At the end of July in 1986, six and one-half years after I was hired, Ralph Gofstein died without warning while on his way to his first vacation since becoming Stamford's director of health.  It seemed that he had been there forever and began dozens of programs within the health department, including the lab.  I was impressed by both his brilliance and passion especially when I found out he learned six different dialects of Chinese just so he could communicate with the owners of Chinese restaurants about food safety.  I perceived, as did most others that he was unafraid to challenge anyone or any organization and he made public health active.  I experienced this after determining the city's public water supply had an abundance of fresh water shrimp at the tap from samples brought to the lab.  The lab director suggested that I bring it to the attention of the health director.  He initiated a lawsuit and forced the private utility, regulated only by the state, to install a complex filtering system ending that and other problems.

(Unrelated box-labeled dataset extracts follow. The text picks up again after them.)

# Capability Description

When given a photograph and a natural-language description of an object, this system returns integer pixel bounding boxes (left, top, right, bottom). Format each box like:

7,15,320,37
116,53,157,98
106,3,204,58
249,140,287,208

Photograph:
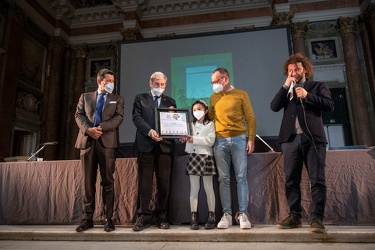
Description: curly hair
283,53,313,78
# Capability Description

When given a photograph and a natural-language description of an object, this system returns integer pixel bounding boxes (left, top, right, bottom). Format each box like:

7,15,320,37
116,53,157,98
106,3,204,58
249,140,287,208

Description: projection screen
118,26,291,143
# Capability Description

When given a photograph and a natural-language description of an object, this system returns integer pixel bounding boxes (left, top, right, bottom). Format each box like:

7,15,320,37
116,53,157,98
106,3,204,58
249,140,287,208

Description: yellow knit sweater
209,88,256,141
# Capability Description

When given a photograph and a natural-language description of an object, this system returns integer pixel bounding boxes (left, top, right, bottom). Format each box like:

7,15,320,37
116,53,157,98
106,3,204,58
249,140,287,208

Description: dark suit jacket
271,80,334,143
75,91,124,149
133,92,176,153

I never experienced his temper, but my boss and coworkers relayed to me times they had experienced an angry outburst that lasted moments and seemed to occur about nonsensical things.  I tended to approach Dr. Gofstein with a bit of fear and trepidation because of these stories, but my only experience was with his patience explaining details, his dedication to the people living in Stamford and his compassion for people around him.

How much work he actually did, most of us were unaware, but when the department heads went into his office after his death, they found incomplete applications for a seemingly innumerable number of grants.  These grants were what provided the money for most of the work that the entire department did.

I was both bemused and impressed by his honesty, as his budget proposals were always a straightforward assessment of the health department's needs.  This created a shortage of money for all of us to operate because the governing boards did not believe him, as all the other city departments padded their budgets and that made him the primary reason we could not get the instrumentation I felt we needed.

His appearance was somewhat disheveled, and he seemed to be disorganized, by happenstance, so was I.

What he did, how he projected himself in his job, his passion and commitment, influenced me greatly and I wanted to emulate those qualities.

He had provided the stamina and the direction of the health department, and now he was gone.

For a time, the director of Environmental Health took over as interim director.

I did not like her personally, but she was very supportive of the lab.

She gave us the one computer, an Apple, which had been in the director's office, and I immediately began using it to generate lab reports.  This was the only computer in the health department and did not save data, but we had it.  The lab director was not computer skilled, but encouraged me to use it as much as possible, as I had some knowledge.  Later, using money from the forensic account, we would purchase a PC and a DOS database, and my rusty skills with computers came to life.

Having a computer was vital to me as we were analyzing more samples.  I thought I saw patterns of high salt levels in wells near homes with water softeners.  The computers and databases were invaluable to reveal those patterns and later publish my first scientific paper.

A new mayor was elected before a permanent health director was hired.  He wanted to consolidate all the separated pieces of city government into one new building.  He was unsure of having a working laboratory at this "government center" and was prepared to leave us at the old building.  This action would have left the lab vulnerable to elimination later, and the interim director was aware of it and fought for us.  We were moved along with the health department into a new laboratory on the eighth floor of this new government center.  The lab was spacious, but the building was not designed to have a lab with smells and odors.  The ventilation was minimal, and that would cause problems later on.

A new director was hired, and then there were new challenges and opportunities.